The company on Thursday reported the highest first-half sales and earnings in its history, with pre-tax profits rising to £22.1mn from £14mn a year earlier on revenues of £179.8mn, up from £136.7mn last year.
Shares in the book publisher, which said it was the fifth straight year in which it had achieved double-digit growth in the first six months, rose more than 8 per cent in early trading in London.
Bloomsbury has benefited from a catalogue of older but still hugely popular fantasy fiction books such as the Harry Potter series — still in the bestseller lists 27 years after publication.
The publisher said sales for Maas — who has produced more than a dozen “romantasy” books — more than doubled in the period.
The author’s latest book, Crescent City: House of Flame and Shadow, became a global number one bestseller upon publication on January 30 and drove significant sales in her 15 previous titles.
The publisher warned that there would not be a new Maas title in the second half of this year, which would make a tougher comparative, but added that it had six future books under contract with the US author.
The group has also achieved good sales in other areas such as children’s books and cookery, where it has had success with Hugh Fearnley-Whittingstall’s How to Eat 30 Plants a Week and Poppy O’Toole’s Poppy Cooks: The Actually Delicious Air Fryer Cookbook.
As a result, Bloomsbury said its first-half results had exceeded expectations and subsequent strong trading in September and October meant it would beat market forecasts for its full-year results.
The company’s board said consensus market expectations for the year ending February 28 2025 had been for revenue of £319.3mn and profit before tax and certain items of £37.5mn.
Shares in Bloomsbury have risen 75 per cent to 682p over the past year. It was admitted to the FTSE 250 on August 1.
The company also owns a non-consumer arm, where revenue grew 3 per cent to £48.5mn. Nigel Newton, chief executive, said: “While the academic market is experiencing budget pressure in the UK and parts of the US, we are well positioned given our long-term strategic focus on the shift from print to digital.”

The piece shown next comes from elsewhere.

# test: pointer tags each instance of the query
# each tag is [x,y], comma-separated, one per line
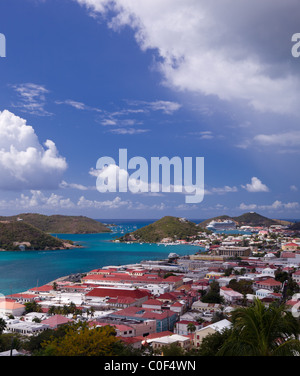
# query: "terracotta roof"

Newton said Bloomsbury was “exploring the opportunity to monetise content through AI deals in a responsible and ethical manner”.
He has previously warned that artificial intelligence start-ups were ripping off the work of popular authors, adding to fears that tech companies were stealing from the creative industries to train their models and produce copycat alternatives.
Newton said the new Digital Markets, Competition and Consumer Act would help “ensure a more level playing field between online retailers and publishers and authors than at present”, adding: “With great power comes great responsibility but a regulator is essential to enforce it.”